In Swanage town there was an 18 percent increase in crime but it was still low, with less than two reported crimes a day – similar to Lyme Regis and Sherborne.

STC Annual meeting with Ged Want

Dorset Police inspector Ged Want tells it as it is

“Not everything is rosy”

Inspector Ged Want said:

“We are in challenging times. Not everything is rosy but we will respond to what we can. We really need people to tell us about crimes. I know that many are disillusioned and don’t report crime as they think nothing will happen but there is a new 101 online reporting form which should make it easier.”

New police constable expected to start in June 2023

While Dorset Police’s chief constable was reluctant to give a date for when posts would be filled in the South Purbeck neighbourhood team, Ged Want told the meeting that a new police constable, based in Swanage, would be starting on Monday 26th June 2023 and would “hit the ground running”.

STC Annual meeting with Ged Want

Members of the public question whether Dorset Police is doing enough

Swanage shop had £5,500 of stock stolen

In response, councillor Caroline Finch, who’s the chair of Swanage Chamber of Trade, asked the inspector whether he thought the police were really doing enough? She said:

“Just two weekends ago, one shop in Swanage had £5,500 of stock stolen. Shopkeepers are getting fed up with not seeing the police in Swanage.
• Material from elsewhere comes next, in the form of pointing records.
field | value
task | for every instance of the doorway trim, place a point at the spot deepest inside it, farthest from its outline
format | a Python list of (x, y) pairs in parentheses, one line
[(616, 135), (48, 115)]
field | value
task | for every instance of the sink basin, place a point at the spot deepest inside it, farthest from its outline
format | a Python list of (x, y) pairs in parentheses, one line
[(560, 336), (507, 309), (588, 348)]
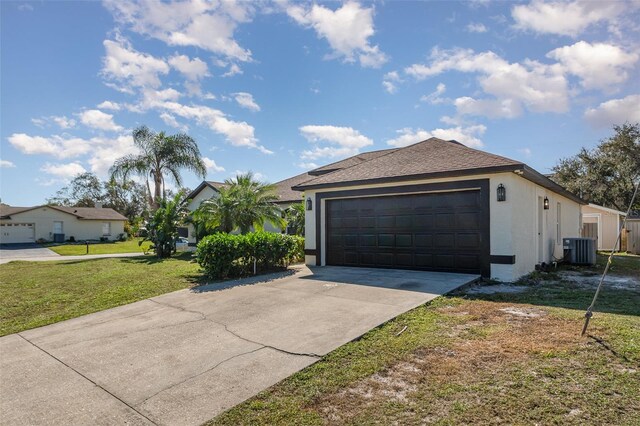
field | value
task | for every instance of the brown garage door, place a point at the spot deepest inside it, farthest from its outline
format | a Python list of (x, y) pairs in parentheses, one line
[(436, 231)]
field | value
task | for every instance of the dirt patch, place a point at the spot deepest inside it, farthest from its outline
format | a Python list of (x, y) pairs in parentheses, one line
[(496, 336), (611, 281), (496, 288)]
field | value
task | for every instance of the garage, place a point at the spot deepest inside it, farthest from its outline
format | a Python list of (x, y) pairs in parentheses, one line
[(13, 233), (441, 231)]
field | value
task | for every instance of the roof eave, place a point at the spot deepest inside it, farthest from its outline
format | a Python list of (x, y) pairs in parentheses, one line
[(540, 179), (422, 176)]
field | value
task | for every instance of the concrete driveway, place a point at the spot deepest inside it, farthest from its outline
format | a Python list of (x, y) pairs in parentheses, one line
[(184, 357), (10, 252)]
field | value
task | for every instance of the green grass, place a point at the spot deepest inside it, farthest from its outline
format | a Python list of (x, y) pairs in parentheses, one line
[(129, 246), (33, 294), (462, 360)]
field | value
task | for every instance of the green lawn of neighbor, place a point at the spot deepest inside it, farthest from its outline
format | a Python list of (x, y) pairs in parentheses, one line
[(33, 294), (470, 358), (129, 246)]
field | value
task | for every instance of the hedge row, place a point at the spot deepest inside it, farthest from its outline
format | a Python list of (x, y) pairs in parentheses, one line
[(228, 255)]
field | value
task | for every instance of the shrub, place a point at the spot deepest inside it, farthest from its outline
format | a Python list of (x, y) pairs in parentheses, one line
[(226, 255)]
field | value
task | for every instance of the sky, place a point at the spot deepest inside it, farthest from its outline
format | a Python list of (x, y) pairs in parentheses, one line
[(279, 87)]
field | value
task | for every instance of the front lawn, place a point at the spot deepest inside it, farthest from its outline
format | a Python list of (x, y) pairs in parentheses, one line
[(129, 246), (478, 357), (33, 294)]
They are visually in Bournemouth and Weymouth town centres but not here.

“We are doing what we can and do now have a WhatsApp alert for business owners, so we can let other shops know if there is a shoplifter in town and circulate images.”

Local resident Linda Welsh added:

“Can’t we reinstate the monitoring of CCTV in the evenings? There have been incidents and antisocial behaviour that have happened on areas like Sandpit Field and the Rec, which are covered by CCTV and if it was properly monitored, the police would know what has been going on and not have to wait for locals to report it.”

Public meeting to discuss policing

Linda, along with Harmans Cross resident David Hollister have organised a public meeting to discuss policing in Purbeck, which the Dorset police and crime commissioner David Sidwick will be attending. All are invited to come along to the event at 7pm on Monday 12th June 2023 at Swanage Methodist Church on the High Street.

Dorset police and crime commissioner David Sidwick and chief constable Amanda Pearson

Police and crime commissioner for Dorset David Sidwick (left) and Dorset Police chief constable Amanda Pearson (right)

“All of our communities deserve good policing”

Dorset Police Chief constable Amanda Pearson is a new recruit herself, having moved from the Met Police in London to take up her new role in March 2023. She hasn’t had that long to establish herself but said of the job:

“I love it – it’s a really good force. It’s not broken or in crisis but it does require consistent, stable leadership.

“The question is, what can we do to create a better environment for everyone in Dorset? I’m getting out and about and talking to communities. I haven’t formally visited Swanage, although as a keen rower, I’ve been to Swanage lots of times, but it’s on the list of places to visit in my new role.

“All of our communities deserve good policing. We have to ask ourselves, ‘Can we feel the difference that we’re making?’ That’s the ultimate goal!”